'Party Like A President' Recalls Mixology, Mischief Inside Oval Office
While they're often called political animals, many of America's presidents had a bit of the party animal in them, too.
So says author Brian Abrams. In his new book, Party Like a President: True Tales of Inebriation, Lechery and Mischief from the Oval Office, Abrams chronicles the drinking habits and debauchery of former presidents.
Known as the president who repealed Prohibition, Franklin D. Roosevelt fancied himself the mixologist-in-chief, Abrams says, but many of his colleagues disagreed.
"A lot of his friends and colleagues said that he was an awful bartender," Abrams told NPR's David Greene on Morning Edition. "I think that he really had a fondness for the mixology culture that was born in the Prohibition years."
Abrams says Plymouth martinis were FDR's specialty: He'd toss in interesting ingredients, such as a combined garnish of olives and lemon peels.
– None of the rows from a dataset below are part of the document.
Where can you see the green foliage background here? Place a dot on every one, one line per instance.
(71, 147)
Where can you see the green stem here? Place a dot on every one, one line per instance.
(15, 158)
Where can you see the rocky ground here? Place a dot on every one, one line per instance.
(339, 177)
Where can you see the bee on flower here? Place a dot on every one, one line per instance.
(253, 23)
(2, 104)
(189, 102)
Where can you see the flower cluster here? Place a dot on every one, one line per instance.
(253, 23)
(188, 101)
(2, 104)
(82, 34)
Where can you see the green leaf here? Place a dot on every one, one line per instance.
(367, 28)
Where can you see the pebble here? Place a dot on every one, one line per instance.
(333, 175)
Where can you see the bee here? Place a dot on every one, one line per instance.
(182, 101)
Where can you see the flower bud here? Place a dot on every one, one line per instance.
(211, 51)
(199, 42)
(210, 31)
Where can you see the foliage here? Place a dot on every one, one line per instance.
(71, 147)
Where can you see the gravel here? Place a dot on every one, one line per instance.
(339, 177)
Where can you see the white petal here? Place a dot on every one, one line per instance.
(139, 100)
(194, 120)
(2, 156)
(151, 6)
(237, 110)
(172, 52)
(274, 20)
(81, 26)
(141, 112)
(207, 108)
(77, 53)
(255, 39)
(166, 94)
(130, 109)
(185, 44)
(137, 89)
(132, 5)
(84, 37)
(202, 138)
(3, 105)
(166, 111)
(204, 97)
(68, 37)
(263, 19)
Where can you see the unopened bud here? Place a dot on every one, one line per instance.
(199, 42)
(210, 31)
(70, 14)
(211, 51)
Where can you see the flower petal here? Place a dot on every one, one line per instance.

Sometimes he added a few drops of absinthe. Guests often complained he used too much vermouth.
"There was a Supreme Court justice [Samuel Rosenman] who poured his cocktails in a potted plant almost every time," Abrams says.
FDR's "deplorable invention," according to his son James Roosevelt, was the Haitian Libation, which consisted of orange juice, dark rum, an egg white and a dash of brown sugar on the rocks. Yuck.
Other presidential alcohol legacies are more serious in nature: Under Ronald Reagan, Abrams notes, the legal drinking age went from 18 to 21. The former governor of California, Reagan was a wine lover and collected bottles from his former home state. But his truest epicurean passion was for jelly beans.
"He was a smoker for decades, and the jelly beans helped him quit," Abrams says. "He would make sure that bowls of them were in the White House and on Air Force One, and that was his substitute."
In Reagan's honor, Abrams' book includes a recipe for a jelly-bean martini.